Storage

This module provides helpers for working with Google Cloud Storage, including:

  1. A django Storage class allowing django’s FileField to use GCS as a storage backend. This incorporates the GCS-specific parts of django-storages.

  2. A BlobField with an associated widget to facilitate direct uploads and provide more powerful ways of working with GCS features including metadata and revisions.

Direct upload widget

The widget provides a better user experience for blankable and overwriting options.

Installation and Authentication

First, follow the instructions to install, authenticate and (if necessary) set your project.

Create bucket(s)

This library doesn’t create buckets for you: infrastructure operations should be kept separate and dealt with using tools built for the purpose, like terraform or Deployment Manager.

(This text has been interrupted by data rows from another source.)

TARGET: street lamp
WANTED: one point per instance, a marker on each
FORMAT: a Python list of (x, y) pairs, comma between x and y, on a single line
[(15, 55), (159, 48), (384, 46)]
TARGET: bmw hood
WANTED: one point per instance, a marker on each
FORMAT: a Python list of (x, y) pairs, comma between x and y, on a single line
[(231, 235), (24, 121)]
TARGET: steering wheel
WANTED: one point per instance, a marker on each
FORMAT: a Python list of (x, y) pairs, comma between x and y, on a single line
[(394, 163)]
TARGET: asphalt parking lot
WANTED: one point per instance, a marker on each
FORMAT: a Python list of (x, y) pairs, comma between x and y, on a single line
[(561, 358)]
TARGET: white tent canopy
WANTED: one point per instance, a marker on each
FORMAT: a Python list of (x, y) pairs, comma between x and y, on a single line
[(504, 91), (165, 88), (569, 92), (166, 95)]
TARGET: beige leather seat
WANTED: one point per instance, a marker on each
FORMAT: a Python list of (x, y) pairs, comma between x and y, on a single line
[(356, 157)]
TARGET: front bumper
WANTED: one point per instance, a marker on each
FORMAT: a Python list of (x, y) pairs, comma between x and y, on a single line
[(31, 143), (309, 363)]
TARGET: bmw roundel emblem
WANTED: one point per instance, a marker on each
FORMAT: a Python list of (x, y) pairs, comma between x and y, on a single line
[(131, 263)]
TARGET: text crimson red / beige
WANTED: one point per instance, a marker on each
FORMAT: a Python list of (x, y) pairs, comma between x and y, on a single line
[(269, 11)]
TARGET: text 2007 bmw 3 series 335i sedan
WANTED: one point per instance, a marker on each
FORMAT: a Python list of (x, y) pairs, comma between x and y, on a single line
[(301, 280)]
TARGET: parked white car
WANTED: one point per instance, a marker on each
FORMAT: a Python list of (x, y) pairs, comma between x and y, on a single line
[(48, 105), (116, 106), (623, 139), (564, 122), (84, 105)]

If you’re setting up for the first time and don’t want to get into that kind of infrastructure-as-code stuff, then manually create two buckets in your project:

  • One with object-level permissions for media files.

  • One with uniform, public permissions for static files.

Tip

Having two buckets like this means it’s easier to configure which files are public and which aren’t. Plus, you can serve your static files much more efficiently - publicly shared files are cached in google’s cloud CDN, so they’re lightning quick for users to download, and egress costs you amost nothing.

Tip

To make it easy and consistent to set up (and remember which is which!), we always use kebab case for our bucket names in the form:

<app>-<purpose>-<environment>-<media-or-static>

The buckets for a staging environment in one of our apps look like this:

Buckets configuration

Setup Media and Static Storage

The most common types of storage are for media and static files, using the storage backend. We derived a custom storage type for each, making it easier to name them.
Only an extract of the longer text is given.